Rosângela Nunes não queria ficar com esse dinheiro; era melhor doar tudo.
— Por que, de repente, você quer doar as coisas que eu te dei?
— Não uso.
Ele não sabia, mas ela nunca usava artigos de luxo; a coisa mais cara em seu corpo era o colar em seu pescoço.
E ela o tinha visto em um site de compras barato.

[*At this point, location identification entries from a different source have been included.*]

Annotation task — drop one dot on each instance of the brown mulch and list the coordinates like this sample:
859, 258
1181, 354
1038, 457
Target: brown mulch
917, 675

Custara cento e poucos reais.
Henrique Gomes assentiu levemente, assumindo que Rosângela Nunes apenas não gostava daqueles itens; ele compraria outros melhores em outra ocasião.
Rosângela Nunes virou-se e entrou na mansão.
Henrique Gomes ia segui-la, quando viu um diário cair da caixa.
Ele o pegou casualmente.
Ele se lembrava claramente daquele dia.
Era exatamente o aniversário de morte de Cesar Lacerda.
Como estava de mau humor, ele havia descontado nela com bastante agressividade.
[31 de Agosto, Quinta-feira. Tempo: Nublado.]
[Ontem eu o chamei de Marido, mas ele pareceu não gostar muito e até se irritou comigo. Mas não tem problema, se ele não gosta, não o chamarei mais assim.]
A cada registro lido, o coração de Henrique Gomes se apertava mais.
O grosso diário narrava a adoração de uma esposa pelo marido.
Mas, como observador, ele via ali a crueldade e a indiferença de um homem para com sua esposa.
Ele enterrou o rosto nas mãos e suspirou, arrependido.
O que ele tinha feito todos esses anos?